Anlatımını örneklerle destekleyen MHP Düzce Milletvekili Ümit Yılmaz, özellikle yatırımcıların yüzleştiği zorlukları şöyle aktardı:

“Tarım ve hayvancılığın yanında Düzce’de yaşayan vatandaşlarımızın ve yatırımcıların karşılaştığı sorunlardan bir iki tanesine örnek verecek olursak, Düzce OSB’de yatırım yapmak isteyen sanayici İSKİ tarafından adeta ahret sualine çekilmektedir. Özellikle sanayici atık su deşarjını su koruma kanunu yönetmeliğine göre yapacağını söylese dahi İSKİ tarafından zorluk çıkarılmakta, yatırımcıya ek yükler getirilmekte, bu da yatırımcıyı kalkınmada öncelikli bölge olmasına rağmen Düzce’den kaçırmaktadır.
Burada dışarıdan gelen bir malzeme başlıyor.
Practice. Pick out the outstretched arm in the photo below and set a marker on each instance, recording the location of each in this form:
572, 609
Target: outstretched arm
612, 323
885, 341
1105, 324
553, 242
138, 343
Yeni yatırımcı Düzce’den uzaklaşırken mevcut sanayiciler İSKİ tarafından kontrol bahanesiyle baskı altına alınarak üretim maliyetleri arttırılmaktadır. İstanbul hepimizin bir şekilde bağı olan, 20 milyona yaklaşan nüfusu ile temiz ve sağlıklı içme suyu kaynaklarını geliştirmesi gereken ülkemizin en büyük şehridir. Bizim İstanbul’da yaşayan vatandaşlarımızın suyuna el uzatmak, onları zor durumda bırakmak gibi bir amacımız yoktur. Ancak temsil ettiğimiz şehrimizin haklarını savunmak pek tabii görevimizdir.”

Kanun teklifinin yasalaşması için destek istedi

Parti olarak hazırladıkları kanun teklifinin yasalaşmasının sadece Düzce değil benzer sorunları yaşayan diğer illerin da hakkı olduğunu vurgulayan Yılmaz, konuşmasını şöyle sonlandırdı:

“Düzce olarak beklentimiz İSKİ su havzasında kalan bir bölge olarak, zararımızın tazmin edilmesinin yanında İstanbul’da yaşayan vatandaşlarımıza temiz su sağlanması için vermiş olduğumuz kanun teklifinin yasalaşmasıdır. Kanun teklifimiz su havzası ilan edilen alan içerisinde bulunan belediye, belde, köy, mezra gibi tüm yerleşim yerlerinin su, kanalizasyon, arıtma tesisi, çöp depolama alanlarının tamamının su havzası ilan eden belediye tarafından yapımının ve bakımının sağlanmasını içermektedir. Bu teklif sadece Düzce’nin değil, Düzce gibi, büyükşehirlerin su havzasında kalan tüm şehirlerde yaşayan vatandaşlarının hakkıdır.”